Frankly Speaking: Obsolete defined

17.01.2006
In the wake of Microsoft 's early release of its patch for the WMF problem, lots of Windows users are unhappy. They complain that Microsoft's patch is designed for Windows XP and 2000, not Windows NT, ME, 98 or 95, even though those operating systems are also vulnerable and tens of millions of copies are still in use. Of course, we all know why Microsoft didn't patch those older Windows versions: They're obsolete.

Hewlett-Packard 's midrange MPE operating system is obsolete too. Anyway, that's HP's story. MPE users, several thousand strong, believe MPE still works just fine. In December, HP agreed to extend support for those users for three more years.
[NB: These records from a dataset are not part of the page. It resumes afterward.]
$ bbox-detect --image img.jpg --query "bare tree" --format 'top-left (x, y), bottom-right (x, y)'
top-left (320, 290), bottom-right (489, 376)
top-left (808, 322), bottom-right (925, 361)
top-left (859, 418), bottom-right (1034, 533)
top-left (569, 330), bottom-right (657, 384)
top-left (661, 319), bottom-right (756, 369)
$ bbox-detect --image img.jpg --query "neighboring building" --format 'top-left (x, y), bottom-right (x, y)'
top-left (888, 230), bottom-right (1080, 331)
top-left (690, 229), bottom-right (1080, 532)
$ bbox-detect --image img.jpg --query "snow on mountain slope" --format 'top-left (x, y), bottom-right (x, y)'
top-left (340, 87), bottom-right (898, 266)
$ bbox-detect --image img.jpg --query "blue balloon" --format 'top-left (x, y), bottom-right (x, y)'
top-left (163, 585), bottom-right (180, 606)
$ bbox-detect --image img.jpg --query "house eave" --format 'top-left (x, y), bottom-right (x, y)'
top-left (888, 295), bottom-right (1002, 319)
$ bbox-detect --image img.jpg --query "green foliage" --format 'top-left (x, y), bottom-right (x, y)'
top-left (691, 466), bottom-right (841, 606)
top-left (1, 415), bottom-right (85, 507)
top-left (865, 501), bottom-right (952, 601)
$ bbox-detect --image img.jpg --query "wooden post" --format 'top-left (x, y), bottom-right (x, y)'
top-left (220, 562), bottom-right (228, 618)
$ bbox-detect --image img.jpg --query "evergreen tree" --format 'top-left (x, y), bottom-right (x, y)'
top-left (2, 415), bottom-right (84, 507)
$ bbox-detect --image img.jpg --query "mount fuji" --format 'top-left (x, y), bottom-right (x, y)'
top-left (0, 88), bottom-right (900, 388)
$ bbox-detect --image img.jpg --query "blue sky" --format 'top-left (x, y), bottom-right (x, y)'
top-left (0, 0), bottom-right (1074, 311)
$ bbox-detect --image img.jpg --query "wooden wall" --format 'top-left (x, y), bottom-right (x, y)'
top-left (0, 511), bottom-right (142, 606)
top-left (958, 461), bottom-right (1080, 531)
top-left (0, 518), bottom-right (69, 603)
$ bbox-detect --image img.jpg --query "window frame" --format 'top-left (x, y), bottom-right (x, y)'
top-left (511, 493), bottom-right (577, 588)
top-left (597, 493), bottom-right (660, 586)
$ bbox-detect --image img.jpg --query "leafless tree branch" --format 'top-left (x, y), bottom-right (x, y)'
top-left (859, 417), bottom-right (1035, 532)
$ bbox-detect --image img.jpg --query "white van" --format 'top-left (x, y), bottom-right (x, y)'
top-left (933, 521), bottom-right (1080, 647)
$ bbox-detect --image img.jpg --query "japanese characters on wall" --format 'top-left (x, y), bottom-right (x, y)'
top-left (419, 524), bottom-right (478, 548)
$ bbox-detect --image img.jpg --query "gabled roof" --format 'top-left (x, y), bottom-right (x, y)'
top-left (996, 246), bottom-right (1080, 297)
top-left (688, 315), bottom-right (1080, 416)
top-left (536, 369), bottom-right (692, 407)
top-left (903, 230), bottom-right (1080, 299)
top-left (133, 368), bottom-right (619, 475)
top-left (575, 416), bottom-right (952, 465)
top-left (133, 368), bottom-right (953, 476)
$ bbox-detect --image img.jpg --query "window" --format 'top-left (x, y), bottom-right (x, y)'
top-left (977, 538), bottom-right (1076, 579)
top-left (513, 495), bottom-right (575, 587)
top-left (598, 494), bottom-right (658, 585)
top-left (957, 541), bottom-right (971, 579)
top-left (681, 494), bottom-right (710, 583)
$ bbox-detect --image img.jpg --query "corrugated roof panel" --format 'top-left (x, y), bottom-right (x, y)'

Obsolescence is a much more slippery concept than it first appears.

That shouldn't be a big surprise. Vendors call something obsolete when they can no longer make money selling it. IT shops say the same thing isn't obsolete until we can no longer make money using it -- or maybe just until it no longer fits into our corporate IT architectures.

And end users, the people at their desks? Many of them believe a familiar IT system isn't obsolete until the pain involved in getting it to do what's needed is a lot greater than the pain of migrating to something new.

Still profitable, still useful, still bearable. Whose definition of obsolete is right? All of them. And they interact. When a vendor declares that a venerable product is going end-of-life, it's likely to be tagged for removal from corporate IT's plans. But users don't like that. Change means disruption. They push back against IT. IT pushes back against the vendor. And obsolescence gets redefined again.